Die bekannte Literaturjournalistin erzählt, wie und welche Bücher ihr Leben und Lesen beeinflusst haben. (PB) Wenn Elke Heidenreich Bücher empfiehlt, tut sie das mit Begeisterung und Eloquenz. Man spürt, dass eine leidenschaftliche Leserin am Wort ist, eine, für die Lesen und Leben untrennbar zusammengehören. Man nimmt ihr das Gesagte ab und lässt sich von ihrer Leselust anstecken - wohl mit ein Grund für den Erfolg ihrer (mittlerweile eingestellten) TV-Sendung "Lesen!". In dem nun bei Eisele erschienenen reich bebilderten Band schildert die Vielleserin ihre Lesebiografie: Sie blickt zurück und versucht auszumachen, welche Bücher wegweisend für ihr Leben waren. Und kommt zu dem Schluss, dass Literatur von Frauen für sie eine wichtigere Rolle spielte als der von Männern dominierte Kanon der Germanistik. Wenn sie erklärt, dass sie für die Gedanken der Schriftstellerinnen empfänglicher sei, weil Texte aus weiblicher Sicht oft mehr mit der eigenen Erfahrungswelt zu tun haben, werden wohl viele Leserinnen aufatmen und nicken.
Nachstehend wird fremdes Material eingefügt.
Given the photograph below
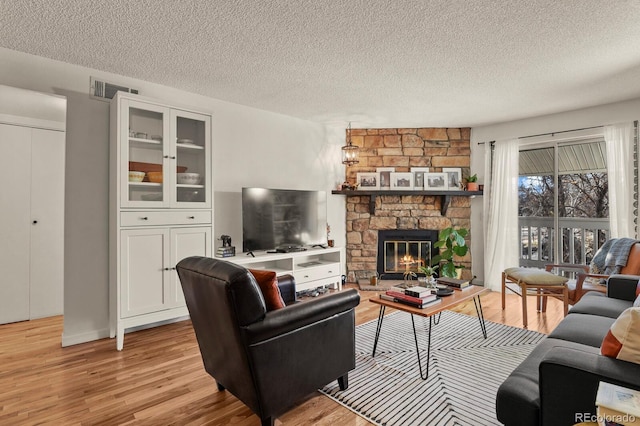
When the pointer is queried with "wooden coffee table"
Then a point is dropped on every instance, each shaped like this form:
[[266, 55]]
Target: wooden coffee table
[[458, 296]]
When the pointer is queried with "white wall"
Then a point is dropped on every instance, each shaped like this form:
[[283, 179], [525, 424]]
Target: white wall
[[251, 147], [570, 120]]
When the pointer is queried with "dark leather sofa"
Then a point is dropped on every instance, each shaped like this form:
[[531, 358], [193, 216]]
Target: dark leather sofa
[[268, 360], [557, 383]]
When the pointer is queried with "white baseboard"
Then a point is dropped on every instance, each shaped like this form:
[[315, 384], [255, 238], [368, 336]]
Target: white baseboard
[[90, 336]]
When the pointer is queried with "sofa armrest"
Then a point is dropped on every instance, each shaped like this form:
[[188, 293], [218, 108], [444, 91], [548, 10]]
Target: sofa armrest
[[287, 286], [569, 381], [296, 316], [622, 286]]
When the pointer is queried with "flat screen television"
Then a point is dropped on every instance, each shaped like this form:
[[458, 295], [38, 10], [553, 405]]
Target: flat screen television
[[283, 219]]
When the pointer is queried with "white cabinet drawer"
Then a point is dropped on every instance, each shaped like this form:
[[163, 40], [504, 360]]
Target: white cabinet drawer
[[154, 218], [313, 273]]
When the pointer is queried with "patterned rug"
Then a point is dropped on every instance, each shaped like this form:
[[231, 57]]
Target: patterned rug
[[464, 374]]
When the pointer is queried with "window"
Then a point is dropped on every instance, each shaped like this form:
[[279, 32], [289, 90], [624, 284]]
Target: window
[[563, 202]]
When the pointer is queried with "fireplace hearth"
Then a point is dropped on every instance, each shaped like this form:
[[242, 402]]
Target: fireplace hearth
[[401, 251]]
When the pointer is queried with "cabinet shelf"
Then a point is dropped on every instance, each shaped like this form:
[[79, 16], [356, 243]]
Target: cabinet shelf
[[189, 146], [145, 143], [143, 184], [184, 185], [445, 196]]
Sehr wohltuend auch ihre Forderung, mehr die Bücher selbst sprechen zu lassen, nicht alles auf die Meinung eitler Kritiker zu geben, Unverständlichkeit nicht automatisch als Qualitätsmerkmal und umgekehrt Unterhaltung nicht als Makel anzusehen. Bücher, die ein Gespräch mit dem Du initiieren, die einen das eigene Selbst und die Welt begreifbar machen, die Erlebtes besser einordnen lassen, danach stand ihr zeitlebens der Sinn: […] wir suchen in jedem Buch uns selbst, eine Deutung unseres eigenen Lebens". (S. 145) Auf den knapp 200 großzügig layoutierten Seiten gibt sie viel Persönliches preis: Sie denkt zurück an ihre Kindheitslektüre, die ihr im einsamen Elternhaus Freunde und Familie ersetzte, an die Romane, die sie als Jugendliche verschlang, an Lektüre im Haushalt ihrer Pflegeeltern, die ihr die Emanzipation von ihrer Herkunft, einer armen Arbeiterfamilie, ermöglichte, an Bücher, die ihr Studenten- und Erwachsenenleben präg(t)en: "Das Lesen hatte für mich von allem Anfang an eine tröstende, lebensrettende und Leben erklärende Funktion." (S. 26) Schade nur, dass die Bildunterschriften 1:1 aus dem Fließtext stammen und so eine etwas ärgerliche Verdopplung zustande kommt. Nichtsdestotrotz lädt das empfehlenswerte Buch der leidenschaftlichen Buchvermittlerin zum Schmökern ein und kann ein Anstoß sein, das eigene Leseverhalten und die eigene Lesebiografie zu reflektieren. Und viele Lektüretipps erhält man obendrein.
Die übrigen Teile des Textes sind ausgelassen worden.